Featuring the formidable power vocals of Girish Pradhan, GatC are back with their third album and ready, probably, to rock your world…

Actually, there’s no probably about it. Over the course of this dozen-track long journey the band WILL rock your world time and again with anthemic thunder rockers like I’m Not The Devil, wherein our hero, who possess a voice approximately 4.7 times more powerful than any other currently doing the rounds, will remove your eyebrows and any other extraneous protruberences flapping around your person through sheer LUNG POWER…

Seriously, the man’s voice is a force of nature, but, as we never tire of saying here at Sentinel Daily, none of that actually matters if the songs the voice is given to sing are rubbish. Luckily, that isn’t the case on this rip-roaring stonker of an album.
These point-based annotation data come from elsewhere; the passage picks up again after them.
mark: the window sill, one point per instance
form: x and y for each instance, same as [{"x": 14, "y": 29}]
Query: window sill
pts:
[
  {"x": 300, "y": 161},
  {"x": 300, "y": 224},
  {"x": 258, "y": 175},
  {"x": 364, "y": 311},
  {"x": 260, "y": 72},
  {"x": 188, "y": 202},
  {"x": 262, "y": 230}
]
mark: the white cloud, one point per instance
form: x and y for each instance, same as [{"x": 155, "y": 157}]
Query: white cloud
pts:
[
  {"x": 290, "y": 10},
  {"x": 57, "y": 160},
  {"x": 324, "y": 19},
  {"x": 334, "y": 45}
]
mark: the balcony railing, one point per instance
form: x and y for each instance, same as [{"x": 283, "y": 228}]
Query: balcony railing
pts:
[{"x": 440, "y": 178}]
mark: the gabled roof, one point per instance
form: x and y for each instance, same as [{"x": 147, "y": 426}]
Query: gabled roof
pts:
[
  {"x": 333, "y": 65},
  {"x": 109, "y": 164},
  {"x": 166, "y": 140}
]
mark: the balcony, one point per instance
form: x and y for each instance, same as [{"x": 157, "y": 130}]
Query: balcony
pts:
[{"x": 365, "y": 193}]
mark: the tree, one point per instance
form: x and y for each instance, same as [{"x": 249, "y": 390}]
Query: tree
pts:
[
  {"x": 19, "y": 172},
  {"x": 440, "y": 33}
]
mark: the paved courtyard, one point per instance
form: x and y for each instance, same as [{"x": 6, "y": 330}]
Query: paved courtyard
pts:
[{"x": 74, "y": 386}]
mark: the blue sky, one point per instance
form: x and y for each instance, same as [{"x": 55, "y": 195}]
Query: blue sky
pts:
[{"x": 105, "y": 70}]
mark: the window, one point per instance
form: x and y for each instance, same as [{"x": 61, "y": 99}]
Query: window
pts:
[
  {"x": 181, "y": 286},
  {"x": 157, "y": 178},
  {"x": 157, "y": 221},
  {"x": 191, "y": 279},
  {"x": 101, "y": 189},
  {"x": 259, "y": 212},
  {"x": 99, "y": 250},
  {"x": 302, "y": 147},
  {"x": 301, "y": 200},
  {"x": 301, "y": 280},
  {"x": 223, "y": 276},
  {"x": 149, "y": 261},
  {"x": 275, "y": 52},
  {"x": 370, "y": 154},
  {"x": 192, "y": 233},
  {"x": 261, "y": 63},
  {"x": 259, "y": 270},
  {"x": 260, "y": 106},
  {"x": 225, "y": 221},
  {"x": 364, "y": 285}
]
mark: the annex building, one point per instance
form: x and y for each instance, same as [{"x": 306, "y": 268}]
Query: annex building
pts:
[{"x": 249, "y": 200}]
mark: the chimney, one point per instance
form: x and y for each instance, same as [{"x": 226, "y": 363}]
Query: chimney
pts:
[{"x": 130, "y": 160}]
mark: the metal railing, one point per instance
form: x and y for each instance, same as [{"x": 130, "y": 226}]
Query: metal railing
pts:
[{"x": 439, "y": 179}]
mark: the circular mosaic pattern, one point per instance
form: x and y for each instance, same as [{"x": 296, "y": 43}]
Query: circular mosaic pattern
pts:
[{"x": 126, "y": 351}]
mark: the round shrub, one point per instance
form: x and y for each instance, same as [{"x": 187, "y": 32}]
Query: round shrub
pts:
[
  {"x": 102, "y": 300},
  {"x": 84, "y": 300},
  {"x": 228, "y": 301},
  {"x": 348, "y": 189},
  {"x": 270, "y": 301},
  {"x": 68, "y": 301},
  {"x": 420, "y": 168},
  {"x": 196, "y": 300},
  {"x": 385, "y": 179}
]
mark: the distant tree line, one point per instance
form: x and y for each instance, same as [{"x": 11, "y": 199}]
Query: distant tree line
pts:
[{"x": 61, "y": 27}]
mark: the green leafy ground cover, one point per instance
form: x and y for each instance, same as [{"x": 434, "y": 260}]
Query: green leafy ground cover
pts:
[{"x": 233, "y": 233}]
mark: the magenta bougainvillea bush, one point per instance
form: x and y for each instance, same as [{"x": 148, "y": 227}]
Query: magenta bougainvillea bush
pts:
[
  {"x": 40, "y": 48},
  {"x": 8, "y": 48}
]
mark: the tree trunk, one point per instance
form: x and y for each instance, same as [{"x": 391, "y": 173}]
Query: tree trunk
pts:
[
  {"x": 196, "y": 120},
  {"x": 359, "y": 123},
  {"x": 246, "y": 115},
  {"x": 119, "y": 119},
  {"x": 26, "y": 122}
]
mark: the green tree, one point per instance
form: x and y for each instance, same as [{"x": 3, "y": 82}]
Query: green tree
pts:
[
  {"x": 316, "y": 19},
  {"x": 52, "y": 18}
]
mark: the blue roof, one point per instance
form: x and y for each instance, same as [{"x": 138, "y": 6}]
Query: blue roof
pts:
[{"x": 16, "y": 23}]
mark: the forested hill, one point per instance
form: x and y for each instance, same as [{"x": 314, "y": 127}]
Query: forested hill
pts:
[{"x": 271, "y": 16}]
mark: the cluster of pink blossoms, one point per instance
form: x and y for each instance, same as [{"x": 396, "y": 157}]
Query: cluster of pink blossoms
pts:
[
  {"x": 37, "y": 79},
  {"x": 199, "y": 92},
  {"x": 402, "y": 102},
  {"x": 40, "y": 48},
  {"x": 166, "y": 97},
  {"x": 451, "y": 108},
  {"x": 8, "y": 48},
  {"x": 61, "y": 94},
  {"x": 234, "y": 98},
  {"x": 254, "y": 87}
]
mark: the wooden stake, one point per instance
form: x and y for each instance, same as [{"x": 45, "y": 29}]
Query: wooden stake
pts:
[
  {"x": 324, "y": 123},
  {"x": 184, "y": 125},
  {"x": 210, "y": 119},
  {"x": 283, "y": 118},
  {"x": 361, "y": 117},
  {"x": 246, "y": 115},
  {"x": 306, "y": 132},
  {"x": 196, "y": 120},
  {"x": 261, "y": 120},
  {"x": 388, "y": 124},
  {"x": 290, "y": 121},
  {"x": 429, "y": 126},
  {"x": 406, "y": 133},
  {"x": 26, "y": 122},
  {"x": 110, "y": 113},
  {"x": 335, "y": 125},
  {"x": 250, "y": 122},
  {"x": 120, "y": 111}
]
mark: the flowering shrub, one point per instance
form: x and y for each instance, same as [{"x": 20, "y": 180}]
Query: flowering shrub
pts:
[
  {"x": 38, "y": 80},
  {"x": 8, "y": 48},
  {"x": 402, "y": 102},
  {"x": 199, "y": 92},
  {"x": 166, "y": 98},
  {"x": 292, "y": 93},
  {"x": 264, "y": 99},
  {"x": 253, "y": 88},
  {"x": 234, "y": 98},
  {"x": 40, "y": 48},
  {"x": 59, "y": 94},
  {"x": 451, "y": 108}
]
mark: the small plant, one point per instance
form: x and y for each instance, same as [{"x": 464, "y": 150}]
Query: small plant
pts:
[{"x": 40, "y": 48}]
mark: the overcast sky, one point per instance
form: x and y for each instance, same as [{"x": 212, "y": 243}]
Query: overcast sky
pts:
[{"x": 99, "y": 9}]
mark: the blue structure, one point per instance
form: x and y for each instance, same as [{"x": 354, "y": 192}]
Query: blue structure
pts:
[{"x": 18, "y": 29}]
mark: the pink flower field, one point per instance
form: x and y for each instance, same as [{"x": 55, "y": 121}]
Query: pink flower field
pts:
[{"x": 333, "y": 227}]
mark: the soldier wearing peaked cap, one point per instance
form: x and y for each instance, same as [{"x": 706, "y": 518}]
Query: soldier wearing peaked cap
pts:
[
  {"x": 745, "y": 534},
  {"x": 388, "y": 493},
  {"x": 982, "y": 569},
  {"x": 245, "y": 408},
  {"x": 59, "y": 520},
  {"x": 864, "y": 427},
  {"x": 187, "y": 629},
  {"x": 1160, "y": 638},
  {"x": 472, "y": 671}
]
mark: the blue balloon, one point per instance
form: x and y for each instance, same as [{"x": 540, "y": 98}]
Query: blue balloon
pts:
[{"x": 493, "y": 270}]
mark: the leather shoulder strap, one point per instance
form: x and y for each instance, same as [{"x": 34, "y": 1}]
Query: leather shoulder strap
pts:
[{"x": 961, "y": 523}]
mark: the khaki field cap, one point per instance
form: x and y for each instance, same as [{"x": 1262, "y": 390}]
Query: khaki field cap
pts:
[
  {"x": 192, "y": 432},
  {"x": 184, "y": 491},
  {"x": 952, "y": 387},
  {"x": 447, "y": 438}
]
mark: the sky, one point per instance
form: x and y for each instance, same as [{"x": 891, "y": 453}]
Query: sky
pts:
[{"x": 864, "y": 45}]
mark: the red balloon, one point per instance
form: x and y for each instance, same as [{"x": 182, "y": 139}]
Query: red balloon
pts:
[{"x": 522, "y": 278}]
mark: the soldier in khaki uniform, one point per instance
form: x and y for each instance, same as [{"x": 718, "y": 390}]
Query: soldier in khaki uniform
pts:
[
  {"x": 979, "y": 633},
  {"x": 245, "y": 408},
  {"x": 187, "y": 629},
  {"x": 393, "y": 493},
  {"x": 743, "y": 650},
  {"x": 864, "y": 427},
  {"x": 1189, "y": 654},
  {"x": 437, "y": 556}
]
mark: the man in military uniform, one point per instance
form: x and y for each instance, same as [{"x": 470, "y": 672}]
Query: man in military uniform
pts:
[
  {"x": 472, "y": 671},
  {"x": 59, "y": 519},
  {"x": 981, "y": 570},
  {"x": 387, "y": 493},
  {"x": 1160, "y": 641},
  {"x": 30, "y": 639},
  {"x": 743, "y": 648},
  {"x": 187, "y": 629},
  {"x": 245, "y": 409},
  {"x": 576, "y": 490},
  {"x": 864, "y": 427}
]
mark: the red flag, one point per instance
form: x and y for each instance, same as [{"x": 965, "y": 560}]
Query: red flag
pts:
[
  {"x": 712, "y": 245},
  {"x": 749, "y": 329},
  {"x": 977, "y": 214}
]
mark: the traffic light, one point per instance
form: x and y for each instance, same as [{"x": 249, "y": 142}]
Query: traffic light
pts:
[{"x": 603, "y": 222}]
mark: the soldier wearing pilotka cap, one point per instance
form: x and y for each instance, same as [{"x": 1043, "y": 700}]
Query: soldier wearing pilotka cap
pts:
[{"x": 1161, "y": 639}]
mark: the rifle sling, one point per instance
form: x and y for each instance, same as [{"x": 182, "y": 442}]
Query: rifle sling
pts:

Take Love’s Damnation as an example; built on a rumbling but simple bass line from Yogesh Pradhan, the track builds in to a devastatingly explosive mix of Skid Row, Tesla and Def Leppard that takes absolutely no prisoners as it destroys your speakers; Or the more melodic but no-less trouser tightening Clearing The Blur, which features some classic late eighties gang-vocals to further ramp up the, um, hysteria, as well as a teeth-rattlingly good solo from Siraj Tikhatri

And these aren’t even the best songs on offer; Hail To The Heroes is one of those albums that is blessed with a hatful of standouts, it’s true, and you’ll find that your fave jam changes from day to day such is the choice on offer, but there’s a fair chance that the exuberant Lover’s Train, where everything falls together in serendipitous fashion, will top your own personal charts more often than not, just as it does mine; One of the hallmarks of this album is just how well put together, how well observed everything is, and this track is the first among equals when it comes to recreating the breathless glory days of hair metal’s glory years. Not just a keeper, it’s a track that’s going to keep finding it’s way onto your stereo over the rest of 2022, mark my words.

A lot of good metal has emerged from the Indian subcontinent over the last couple of years, with names like Kryptos and Against Evil cropping up regularly in Sentinel Daily dispatches; but this is another beast altogether, an album that manages to mesh the trad metal heaviness of those two names with titanic melodic rock choruses with what would have been called ‘stadium-levelling efficiency’ back in the day. The heyday of this kind of music may be long gone, but luckily nobody told Girish and his chroniclers; is it too much to hope for that songs like this album’s staggering title track might usher in a new golden age of hair metal? Probably, but an eyelinered and aquanetted man can dream, can’t he? Anyways, to coin a phrase: I have seen the future of hair metal…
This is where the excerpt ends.